新築の際に行われる祭祀のひとつで棟上げ(むねあげ)、建前(たてまえ)、建舞(たてまい)ともいいます。私はさっき棟上げと呼んでましたね。どれも同じ意味です。

この儀式は竣工後も建物が無事であるよう願って行われるもので、通常、柱・棟・梁などの基本構造が完成して棟木を上げるときに行われます。棟木とは屋根の骨組みの一番高い部分です。もちろん儀式なのでその際、酒まいたり米まいたり施主様とお祈りしたりと色々あります。地域によってやり方が違うらしいですがやり方はうちも大体同じでした。魔よけのための幣束(へいそく)を鬼門に向けて立て、四隅の柱に酒や塩、米などをまき、天地四方の神を拝むといったやり方で、昔だと餅撒きとかもやってたんですが、今はめったにしませんね。

「建前の由来」

上棟のことを建前とも呼ぶと初めの方で説明させていただきましたが、この「建前」は『本音と建前』という、人の内心と外面の態度との違いを示すあの言葉の由来になったものです。

さて、その由来というのが昔、とある名工の棟梁(とうりょう)がいまして。その棟梁が明日が棟上という前の晩に、玄関の柱を短く切っちゃう失敗をしてしまうんですね。どうやっても直せないから棟梁は思い詰めて、色々ぶっとんで死のうと考えます。しかしそれを見て必死に棟梁の自殺を止めた奥さんが、寝ないで考えたのが、酒の枡(マス)を使って補修する方法でした。そうして無事、棟梁はその枡で柱の足りないところを補って事なきを得たわけです。ところ がどっこい、名工である自分の恥が表に出るのを恐れた棟梁は、自分の表向きの見栄や意地のために、奥さんを殺してしまうんです。
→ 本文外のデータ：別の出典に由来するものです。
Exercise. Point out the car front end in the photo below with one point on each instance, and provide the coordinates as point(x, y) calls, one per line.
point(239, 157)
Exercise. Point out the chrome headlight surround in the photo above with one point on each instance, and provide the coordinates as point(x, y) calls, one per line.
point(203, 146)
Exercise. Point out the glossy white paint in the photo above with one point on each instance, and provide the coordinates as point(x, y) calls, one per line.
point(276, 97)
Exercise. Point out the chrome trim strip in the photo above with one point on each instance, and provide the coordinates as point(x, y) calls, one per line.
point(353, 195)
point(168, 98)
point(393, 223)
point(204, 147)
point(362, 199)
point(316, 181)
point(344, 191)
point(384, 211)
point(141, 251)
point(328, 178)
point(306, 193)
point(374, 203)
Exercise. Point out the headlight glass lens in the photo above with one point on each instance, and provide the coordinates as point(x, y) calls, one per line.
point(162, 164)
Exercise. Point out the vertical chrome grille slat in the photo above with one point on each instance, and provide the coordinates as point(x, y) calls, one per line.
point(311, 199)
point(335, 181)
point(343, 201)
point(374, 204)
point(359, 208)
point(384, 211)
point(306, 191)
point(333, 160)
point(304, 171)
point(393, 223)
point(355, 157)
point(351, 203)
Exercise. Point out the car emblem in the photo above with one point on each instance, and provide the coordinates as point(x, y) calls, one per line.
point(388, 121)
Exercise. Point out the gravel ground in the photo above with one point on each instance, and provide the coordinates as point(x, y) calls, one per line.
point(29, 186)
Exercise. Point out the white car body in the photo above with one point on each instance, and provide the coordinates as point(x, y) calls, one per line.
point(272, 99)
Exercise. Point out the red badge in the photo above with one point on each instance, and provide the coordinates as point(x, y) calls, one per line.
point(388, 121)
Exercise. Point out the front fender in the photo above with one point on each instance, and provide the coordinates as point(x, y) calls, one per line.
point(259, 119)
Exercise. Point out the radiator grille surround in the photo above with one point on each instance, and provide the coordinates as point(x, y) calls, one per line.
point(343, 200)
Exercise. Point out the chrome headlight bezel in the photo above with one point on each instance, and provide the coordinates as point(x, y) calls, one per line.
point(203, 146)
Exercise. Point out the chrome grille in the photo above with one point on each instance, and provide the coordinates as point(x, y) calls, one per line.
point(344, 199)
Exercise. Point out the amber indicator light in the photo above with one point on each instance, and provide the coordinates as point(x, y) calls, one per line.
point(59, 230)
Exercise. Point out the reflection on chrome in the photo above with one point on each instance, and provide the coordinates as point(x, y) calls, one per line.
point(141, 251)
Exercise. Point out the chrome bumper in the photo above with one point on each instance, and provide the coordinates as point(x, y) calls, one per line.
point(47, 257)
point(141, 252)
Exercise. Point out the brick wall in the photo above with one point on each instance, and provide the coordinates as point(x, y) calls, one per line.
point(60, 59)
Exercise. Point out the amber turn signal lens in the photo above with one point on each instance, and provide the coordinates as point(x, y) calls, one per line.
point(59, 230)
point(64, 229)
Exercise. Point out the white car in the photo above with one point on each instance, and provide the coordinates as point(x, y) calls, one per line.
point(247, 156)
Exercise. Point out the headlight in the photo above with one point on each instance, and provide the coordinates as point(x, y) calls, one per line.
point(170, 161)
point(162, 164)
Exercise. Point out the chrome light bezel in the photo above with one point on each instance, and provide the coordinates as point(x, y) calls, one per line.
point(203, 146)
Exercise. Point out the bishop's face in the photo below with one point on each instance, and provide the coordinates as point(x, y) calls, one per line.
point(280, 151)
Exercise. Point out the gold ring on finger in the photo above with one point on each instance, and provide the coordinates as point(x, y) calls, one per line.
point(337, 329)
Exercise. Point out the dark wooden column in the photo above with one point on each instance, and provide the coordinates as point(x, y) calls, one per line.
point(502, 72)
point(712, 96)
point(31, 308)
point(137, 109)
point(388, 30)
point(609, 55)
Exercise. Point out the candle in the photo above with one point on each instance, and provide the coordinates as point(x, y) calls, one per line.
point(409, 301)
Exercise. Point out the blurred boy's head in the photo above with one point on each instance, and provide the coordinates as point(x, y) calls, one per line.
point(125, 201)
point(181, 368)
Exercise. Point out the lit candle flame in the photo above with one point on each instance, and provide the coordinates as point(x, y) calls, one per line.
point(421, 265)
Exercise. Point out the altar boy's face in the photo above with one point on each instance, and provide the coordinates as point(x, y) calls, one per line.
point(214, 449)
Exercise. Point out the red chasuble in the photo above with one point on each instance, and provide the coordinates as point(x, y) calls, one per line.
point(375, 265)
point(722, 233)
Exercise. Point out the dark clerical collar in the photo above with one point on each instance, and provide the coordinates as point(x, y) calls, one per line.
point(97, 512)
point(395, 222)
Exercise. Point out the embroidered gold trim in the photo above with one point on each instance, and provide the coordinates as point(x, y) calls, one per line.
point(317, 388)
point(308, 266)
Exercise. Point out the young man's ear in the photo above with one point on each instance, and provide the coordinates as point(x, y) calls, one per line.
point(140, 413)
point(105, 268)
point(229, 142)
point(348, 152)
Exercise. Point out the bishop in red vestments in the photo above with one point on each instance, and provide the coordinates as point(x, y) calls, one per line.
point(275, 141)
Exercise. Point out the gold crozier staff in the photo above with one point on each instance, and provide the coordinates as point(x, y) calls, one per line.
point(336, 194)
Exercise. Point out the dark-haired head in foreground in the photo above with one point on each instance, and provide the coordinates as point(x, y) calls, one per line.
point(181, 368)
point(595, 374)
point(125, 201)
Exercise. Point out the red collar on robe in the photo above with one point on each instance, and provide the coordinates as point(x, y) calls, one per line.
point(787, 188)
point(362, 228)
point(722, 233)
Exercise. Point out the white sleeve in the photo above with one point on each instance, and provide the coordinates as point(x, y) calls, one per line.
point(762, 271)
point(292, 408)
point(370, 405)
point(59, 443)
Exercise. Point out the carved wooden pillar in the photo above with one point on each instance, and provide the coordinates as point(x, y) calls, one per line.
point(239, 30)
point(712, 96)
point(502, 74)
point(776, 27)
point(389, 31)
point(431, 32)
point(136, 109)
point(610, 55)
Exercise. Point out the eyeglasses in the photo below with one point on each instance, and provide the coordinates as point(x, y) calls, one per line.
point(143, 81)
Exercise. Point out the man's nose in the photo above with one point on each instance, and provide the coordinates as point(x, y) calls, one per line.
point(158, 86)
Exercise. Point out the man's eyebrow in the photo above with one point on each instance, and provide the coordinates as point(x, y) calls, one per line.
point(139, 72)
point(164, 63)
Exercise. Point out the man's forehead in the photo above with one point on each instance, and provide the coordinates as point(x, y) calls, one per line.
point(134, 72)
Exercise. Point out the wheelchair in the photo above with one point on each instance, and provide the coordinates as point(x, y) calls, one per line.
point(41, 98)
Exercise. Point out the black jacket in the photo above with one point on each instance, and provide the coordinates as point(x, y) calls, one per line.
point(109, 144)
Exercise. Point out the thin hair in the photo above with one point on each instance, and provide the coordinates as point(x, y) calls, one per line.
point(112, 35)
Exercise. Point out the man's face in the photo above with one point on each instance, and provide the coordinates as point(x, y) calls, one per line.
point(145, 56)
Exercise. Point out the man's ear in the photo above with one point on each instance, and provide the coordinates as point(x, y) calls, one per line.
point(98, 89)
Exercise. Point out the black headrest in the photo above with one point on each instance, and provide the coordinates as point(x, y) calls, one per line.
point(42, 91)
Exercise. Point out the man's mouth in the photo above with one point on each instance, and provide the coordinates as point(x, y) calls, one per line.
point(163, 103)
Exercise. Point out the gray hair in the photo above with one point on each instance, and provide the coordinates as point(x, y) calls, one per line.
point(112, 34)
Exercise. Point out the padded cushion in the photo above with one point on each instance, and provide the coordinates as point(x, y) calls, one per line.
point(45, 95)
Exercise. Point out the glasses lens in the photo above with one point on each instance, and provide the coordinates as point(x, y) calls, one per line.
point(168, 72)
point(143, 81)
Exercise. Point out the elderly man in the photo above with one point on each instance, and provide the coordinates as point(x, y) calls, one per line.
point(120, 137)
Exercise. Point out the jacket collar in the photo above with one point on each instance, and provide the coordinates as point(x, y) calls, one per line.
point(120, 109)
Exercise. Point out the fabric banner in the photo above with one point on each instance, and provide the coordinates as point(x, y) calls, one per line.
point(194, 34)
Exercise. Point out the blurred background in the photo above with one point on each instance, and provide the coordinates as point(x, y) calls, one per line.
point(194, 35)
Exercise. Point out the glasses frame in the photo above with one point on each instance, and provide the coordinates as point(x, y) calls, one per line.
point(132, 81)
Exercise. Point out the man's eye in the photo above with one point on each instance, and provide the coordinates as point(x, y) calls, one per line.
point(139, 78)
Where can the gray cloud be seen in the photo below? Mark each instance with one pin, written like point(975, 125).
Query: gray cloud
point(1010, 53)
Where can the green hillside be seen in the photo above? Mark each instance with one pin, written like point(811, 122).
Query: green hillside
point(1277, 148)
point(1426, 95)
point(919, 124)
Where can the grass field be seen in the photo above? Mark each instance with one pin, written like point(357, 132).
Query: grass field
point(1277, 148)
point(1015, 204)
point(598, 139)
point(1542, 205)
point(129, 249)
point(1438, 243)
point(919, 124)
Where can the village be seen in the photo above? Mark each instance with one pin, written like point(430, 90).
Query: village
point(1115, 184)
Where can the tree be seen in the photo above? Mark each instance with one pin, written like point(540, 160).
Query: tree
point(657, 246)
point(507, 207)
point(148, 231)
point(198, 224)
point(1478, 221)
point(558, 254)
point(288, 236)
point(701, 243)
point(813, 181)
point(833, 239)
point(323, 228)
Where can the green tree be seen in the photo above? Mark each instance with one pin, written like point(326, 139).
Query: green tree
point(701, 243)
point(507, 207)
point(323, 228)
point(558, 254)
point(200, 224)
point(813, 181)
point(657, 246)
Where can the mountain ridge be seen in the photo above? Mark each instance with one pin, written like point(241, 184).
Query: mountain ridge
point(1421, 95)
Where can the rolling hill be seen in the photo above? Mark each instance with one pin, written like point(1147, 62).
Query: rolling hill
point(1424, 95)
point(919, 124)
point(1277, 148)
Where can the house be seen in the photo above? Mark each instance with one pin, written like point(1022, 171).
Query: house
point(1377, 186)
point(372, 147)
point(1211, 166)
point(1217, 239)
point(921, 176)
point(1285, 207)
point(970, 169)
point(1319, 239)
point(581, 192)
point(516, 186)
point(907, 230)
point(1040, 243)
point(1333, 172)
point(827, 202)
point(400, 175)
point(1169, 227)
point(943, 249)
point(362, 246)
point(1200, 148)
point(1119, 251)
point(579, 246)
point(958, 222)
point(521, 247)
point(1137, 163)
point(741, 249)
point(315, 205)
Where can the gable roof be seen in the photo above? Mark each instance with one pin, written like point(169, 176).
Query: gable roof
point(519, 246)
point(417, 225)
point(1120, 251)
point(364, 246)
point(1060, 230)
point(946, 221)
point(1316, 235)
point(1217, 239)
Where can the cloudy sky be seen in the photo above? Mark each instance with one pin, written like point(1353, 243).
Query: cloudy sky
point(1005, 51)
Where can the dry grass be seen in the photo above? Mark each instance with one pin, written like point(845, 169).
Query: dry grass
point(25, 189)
そして棟梁は、後になって自分の犯した罪を悔い、未来永劫、嫁さんを弔うと心に誓って女の七つ道具(口紅・鏡・櫛・かんざし・おしろい・こうがい・かつら)を棟の上に飾って供養したと言うのが始まりで、建前の儀式となったそうです。建前にこだわるあまり妻を殺してしまった男の見栄や意地に、 本音で応じた女の悲話が「本音と建前」の語源となったと言われています。